With the following data:
val df1 = sc.parallelize(Seq(1->2, 2->3, 3->7, 5->4, 1->3)).toDF("col1", "col2")
val df2 = sc.parallelize(Seq(1->3, 5->1)).toDF("col1", "col2")
Then you can join your datasets with a or condition:
val cols = df1.columns
df1.join(df2, cols.map(c => df1(c) === df2(c)).reduce(_ || _) )
.select(cols.map(df1(_)) :_*)
.distinct
.show
+----+----+
|col1|col2|
+----+----+
| 2| 3|
| 1| 2|
| 1| 3|
| 5| 4|
+----+----+
The join condition is generic and would work for any number of columns. The code maps each column to an equality between that column in df1 and the same one in df2 cols.map(c => df1(c) === df2(c))
. The the reduce takes the logical or of all these equalities, which is what you want.
The select is there because otherwise the columns of both dataframes would be kept. Here I simply keep the ones from df1. I also added a distinct in case several lines of df2 would match a line of df1 or vice versa. Indeed, you may get a cartesian product.
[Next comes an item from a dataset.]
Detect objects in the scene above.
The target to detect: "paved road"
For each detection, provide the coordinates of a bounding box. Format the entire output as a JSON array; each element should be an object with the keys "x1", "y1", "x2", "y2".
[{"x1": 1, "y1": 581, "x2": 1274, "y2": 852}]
Note that this method does not need any collection to the driver so it will work regardless of the size of the datasets. Yet, if df2 is small enough to be collected to the driver and braodcasted, you would get faster results with a method like this:
// to each column name, we map the set of values in df2.
val valueMap = df2.rdd
.flatMap(row => cols.map(name => name -> row.getAs[Any](name)))
.distinct
.groupByKey
.mapValues(_.toSet)
.collectAsMap
//we create a udf that looks up in valueMap
val filter = udf((name : String, value : Any) =>
valueMap(name).contains(value))
//Finally we apply the filter.
df1.where( cols.map(c => filter(lit(c), df1(c))).reduce(_||_))
.show
With this method, no shuffling of df1 and no cartesian product. If df2 is small, this is definitely the way to go.